Teachers and administrators who are willing to work in schools with majority disadvantaged populations should be paid at least as much, and also be given as much opportunity for professional growth, as those who work with advantaged populations. Furthermore, teachers and administrators who are selected to work in the more challenging schools should be the best of the best.
Some highly qualified educators do end up working in districts with disadvantaged populations for any of a number of reasons – proximity to home, job opening in subject area at the right time, desire to be of service, pure chance. However the reality is that many of the most accomplished educators go for the districts with higher pay scales and with conditions that allow for better professional growth.
Wealthier districts seem to be more successful at recognizing the connection between satisfying the educator’s need for continual professional growth and delivering a first-rate education to students. Professional growth is something the best educators cannot do without. They need it to feed their intellect and passion. The career of a teacher or administrator spans decades, and good educators want to learn and grow throughout their working life. Conditions in school districts can support or stymie growth. Supporting growth includes: making sure teachers have lots of time to think; making sure those who serve the same students have lots of time to talk together about such topics as curriculum, students, data, scheduling, and new important books and articles in the field.
In my experience as a teacher the districts that support the professional development of teachers best are those with more advantaged populations. Why is this so? I think the educational level of taxpayers makes the difference. Educated taxpayers are more likely to have experienced first-hand the benefits of a quality education. They know that a top education depends on top teachers who enjoy job satisfaction.

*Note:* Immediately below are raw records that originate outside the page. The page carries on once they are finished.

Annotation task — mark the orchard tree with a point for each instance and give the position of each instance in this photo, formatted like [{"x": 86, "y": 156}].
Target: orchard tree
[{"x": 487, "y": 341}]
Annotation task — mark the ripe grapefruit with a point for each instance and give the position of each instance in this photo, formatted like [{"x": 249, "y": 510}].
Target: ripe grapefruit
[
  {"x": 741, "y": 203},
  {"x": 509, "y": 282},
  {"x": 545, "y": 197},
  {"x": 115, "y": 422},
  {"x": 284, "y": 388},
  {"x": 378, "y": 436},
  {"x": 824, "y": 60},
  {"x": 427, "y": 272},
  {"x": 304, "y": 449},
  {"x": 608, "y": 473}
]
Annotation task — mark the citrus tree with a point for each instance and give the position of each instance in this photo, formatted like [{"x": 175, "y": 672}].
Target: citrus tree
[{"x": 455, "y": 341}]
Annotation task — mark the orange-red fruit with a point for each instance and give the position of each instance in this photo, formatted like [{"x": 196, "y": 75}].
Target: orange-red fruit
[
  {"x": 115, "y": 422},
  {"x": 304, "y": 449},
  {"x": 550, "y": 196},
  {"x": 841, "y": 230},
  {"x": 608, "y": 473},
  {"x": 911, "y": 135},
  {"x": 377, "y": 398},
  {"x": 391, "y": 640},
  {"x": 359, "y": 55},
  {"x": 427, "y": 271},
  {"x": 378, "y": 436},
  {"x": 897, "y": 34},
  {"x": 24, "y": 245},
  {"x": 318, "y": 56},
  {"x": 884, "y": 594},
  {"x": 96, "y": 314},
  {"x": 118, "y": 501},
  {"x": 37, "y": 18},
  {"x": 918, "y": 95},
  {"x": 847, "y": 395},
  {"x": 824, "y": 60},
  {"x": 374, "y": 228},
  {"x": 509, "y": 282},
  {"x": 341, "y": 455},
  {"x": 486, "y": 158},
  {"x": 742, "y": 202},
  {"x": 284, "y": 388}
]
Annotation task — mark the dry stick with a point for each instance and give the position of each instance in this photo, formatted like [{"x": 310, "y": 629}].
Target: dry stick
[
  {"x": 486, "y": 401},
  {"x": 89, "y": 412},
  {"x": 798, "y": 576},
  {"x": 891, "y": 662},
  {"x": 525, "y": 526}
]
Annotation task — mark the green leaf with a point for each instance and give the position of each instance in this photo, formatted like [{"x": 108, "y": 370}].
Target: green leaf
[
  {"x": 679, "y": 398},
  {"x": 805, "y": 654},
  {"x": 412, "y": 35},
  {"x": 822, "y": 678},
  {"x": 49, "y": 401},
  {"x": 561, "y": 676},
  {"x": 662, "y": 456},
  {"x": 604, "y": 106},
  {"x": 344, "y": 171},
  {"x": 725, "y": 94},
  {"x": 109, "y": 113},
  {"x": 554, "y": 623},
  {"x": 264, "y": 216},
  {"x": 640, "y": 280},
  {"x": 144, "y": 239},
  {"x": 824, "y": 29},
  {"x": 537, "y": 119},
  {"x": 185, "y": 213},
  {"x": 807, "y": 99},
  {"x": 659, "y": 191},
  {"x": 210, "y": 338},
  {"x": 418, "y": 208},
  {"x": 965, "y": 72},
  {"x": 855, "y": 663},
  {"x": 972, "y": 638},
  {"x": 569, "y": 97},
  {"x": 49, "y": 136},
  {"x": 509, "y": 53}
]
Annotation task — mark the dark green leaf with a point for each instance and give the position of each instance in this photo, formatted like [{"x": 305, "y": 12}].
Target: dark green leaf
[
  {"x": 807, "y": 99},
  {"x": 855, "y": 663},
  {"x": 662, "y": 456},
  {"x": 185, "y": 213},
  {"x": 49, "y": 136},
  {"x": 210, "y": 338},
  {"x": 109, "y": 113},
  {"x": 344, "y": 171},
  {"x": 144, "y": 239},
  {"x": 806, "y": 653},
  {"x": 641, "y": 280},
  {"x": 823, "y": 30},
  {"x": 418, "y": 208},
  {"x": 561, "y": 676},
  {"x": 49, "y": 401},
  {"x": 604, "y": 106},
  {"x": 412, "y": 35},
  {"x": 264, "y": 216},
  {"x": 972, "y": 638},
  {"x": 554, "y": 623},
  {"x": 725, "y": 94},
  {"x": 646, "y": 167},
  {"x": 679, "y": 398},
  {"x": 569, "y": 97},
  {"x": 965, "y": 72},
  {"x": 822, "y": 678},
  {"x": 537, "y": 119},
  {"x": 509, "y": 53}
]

They elect school board members with strong educational backgrounds. These school board members then recognize when a superintendent is qualified to understand and create the conditions necessary for hiring and keeping the best teachers and administrators.
All children deserve a top quality education, not just those who happen to reside in an elite neighborhood. We need to be sure our school boards are all qualified to select a superintendent who is able to attract more of the best educators to the districts that need them most. Higher pay and better opportunities for professional development in these districts would be incentives that would help equalize the playing field. A nation that calls itself a democracy should not have one education system for the affluent and another for the poor.